Another of the supposed worst offenders was the libertarian magazine Reason and the conservative magazine the American Spectator. All of the sites deemed the ‘ten riskiest online news outlets’ among the 69 studied by the GDI were right-leaning, prompting concerns of political bias. Funny that! Republican congressman Ken Buck has now written to the Secretary of State Anthony Blinken demanding answers as to why Blinken’s taxpayer-funded department is ‘paying foreign (and domestic) entities to perform what is essentially censorship is troubling.’
Over here, there has been a far more muted reaction to the report, thought the Times did pick the story up at the beginning of March. The Foreign Office insisted to the paper that the GDI has made ‘a significant contribution to countering harmful content from hostile state and non-state actors’ and added that ‘the FCDO does not fund the GDI’s activities in the US.’ Still, they are funding the same organisation which is pumping this stuff out – and the Foreign Office are by no means stingy in their largesse. In response to a written question by Philip Davies MP, the FCDO was forced to admit it has spent just shy of £2 million between 2019 and 2022, ‘with a further £600,797 during the current financial year.’

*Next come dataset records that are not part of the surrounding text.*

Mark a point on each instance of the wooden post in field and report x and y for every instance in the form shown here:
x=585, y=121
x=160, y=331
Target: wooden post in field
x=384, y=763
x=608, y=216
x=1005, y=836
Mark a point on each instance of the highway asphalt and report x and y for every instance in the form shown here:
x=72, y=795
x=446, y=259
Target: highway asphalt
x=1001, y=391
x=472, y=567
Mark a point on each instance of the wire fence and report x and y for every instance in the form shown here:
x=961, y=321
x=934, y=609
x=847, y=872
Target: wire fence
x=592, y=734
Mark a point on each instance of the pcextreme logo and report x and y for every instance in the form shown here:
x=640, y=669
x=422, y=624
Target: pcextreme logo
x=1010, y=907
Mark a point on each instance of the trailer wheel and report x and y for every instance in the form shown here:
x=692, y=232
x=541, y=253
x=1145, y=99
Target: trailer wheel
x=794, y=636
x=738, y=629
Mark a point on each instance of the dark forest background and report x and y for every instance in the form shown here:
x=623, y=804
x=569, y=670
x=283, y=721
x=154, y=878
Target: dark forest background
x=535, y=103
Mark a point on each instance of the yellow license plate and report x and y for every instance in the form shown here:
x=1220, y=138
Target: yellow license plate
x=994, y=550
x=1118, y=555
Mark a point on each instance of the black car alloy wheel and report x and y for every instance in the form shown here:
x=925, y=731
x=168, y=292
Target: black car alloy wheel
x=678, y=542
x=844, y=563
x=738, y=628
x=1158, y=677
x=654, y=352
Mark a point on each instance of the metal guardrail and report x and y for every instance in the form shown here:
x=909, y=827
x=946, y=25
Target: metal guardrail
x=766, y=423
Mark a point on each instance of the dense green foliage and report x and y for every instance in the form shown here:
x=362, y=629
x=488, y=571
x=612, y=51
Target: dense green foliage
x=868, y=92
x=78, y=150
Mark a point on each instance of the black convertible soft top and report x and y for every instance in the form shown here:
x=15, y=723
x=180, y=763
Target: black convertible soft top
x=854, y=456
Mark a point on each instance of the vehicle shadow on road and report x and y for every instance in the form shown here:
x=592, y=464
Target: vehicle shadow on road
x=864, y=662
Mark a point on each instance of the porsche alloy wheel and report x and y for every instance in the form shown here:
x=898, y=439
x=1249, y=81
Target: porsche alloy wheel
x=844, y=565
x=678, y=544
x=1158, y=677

John O’Connell, chief executive of the TaxPayers’ Alliance, told Mr S that:
Taxpayers are bound to wonder whether funding such a far-removed quango is the best use of their money, especially at a time when household budgets are squeezed thanks to sky-high tax bills. Disinformation is an emerging threat but chucking money at faceless bureaucrats risks duplication and overreach. Ministers should think twice before committing millions to unaccountable global bureaucracies.